Satyrs are spoken of by almost all ancient authors, and we cannot conceive their existence to have been impossible. In Calabria, even at the present time, it is said to be the custom to stifle all monstrous births; Herodotus, in his second book, describes the scenes he witnessed while traveling in the province of Mendes, and he appeals to all Egypt to substantiate the truth of his assertion; in the book of Leviticus it is forbidden to commit abomination.

With respect to the duration of the life of man (if we except that line of Adam’s descendants, consecrated by the Jewish books) it is probable that all the races of men have enjoyed a life nearly as short as our own; as animals trees, and all the productions of nature, have ever had the same duration.

We should, however, observe that as commerce did not always convey the productions and diseases of other nations to the human species, and as met were more industrious and robust when they lived in the simplicity of a rural life, for which nature designed them, they probably enjoyed a more regular state of health, and lived longer, than those who lead a life of luxury, or occuppy themselves in the unhealthy trades of great cities; that is to say that if in Constantinople, Paris, or London, one man in twenty thousand attains the age of a hundred years, it is probable that twenty men in twenty thousand formerly attained that age. Such was the case in several parts of America, where man kind lived in a state of nature.

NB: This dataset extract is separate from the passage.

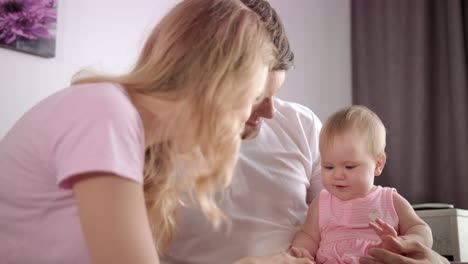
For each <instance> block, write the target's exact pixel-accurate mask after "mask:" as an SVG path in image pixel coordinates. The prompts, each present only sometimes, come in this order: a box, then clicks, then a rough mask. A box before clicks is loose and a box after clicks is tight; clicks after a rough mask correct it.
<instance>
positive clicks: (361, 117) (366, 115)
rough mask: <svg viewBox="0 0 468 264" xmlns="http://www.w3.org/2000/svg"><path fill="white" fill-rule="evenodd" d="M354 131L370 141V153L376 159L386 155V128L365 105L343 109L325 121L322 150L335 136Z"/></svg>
mask: <svg viewBox="0 0 468 264" xmlns="http://www.w3.org/2000/svg"><path fill="white" fill-rule="evenodd" d="M353 129H357V130H358V131H359V132H360V133H362V134H363V135H364V136H365V137H366V138H367V139H368V145H369V146H368V147H369V152H370V153H371V155H372V156H373V157H374V158H375V159H377V157H378V156H379V155H380V154H383V153H385V145H386V139H385V137H386V132H385V126H384V125H383V123H382V121H381V120H380V118H379V117H378V116H377V115H376V114H375V113H374V112H372V111H371V110H370V109H369V108H367V107H365V106H363V105H353V106H350V107H346V108H343V109H341V110H339V111H337V112H335V113H334V114H333V115H331V116H330V117H329V118H328V119H327V120H326V121H325V123H324V124H323V127H322V130H321V131H320V141H319V147H320V149H321V150H322V148H323V147H325V146H326V144H329V143H330V142H331V140H333V137H334V136H336V135H340V134H342V133H345V132H348V131H350V130H353Z"/></svg>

The plague and small pox, which the Arabian caravans at length brought to Europe, were for a long time unknown. Thus in the fine climates of Europe and Asia, mankind more rapidly increased than elsewhere. Accidental disorders and wounds were not, indeed, cured with such facility as at present but the exemption from other diseases amply compensated for this want of skill, and all things considered, it is believed that the human species formerly lived longer, and enjoyed a healthier and happier state of existence, than since the foundation of great empires.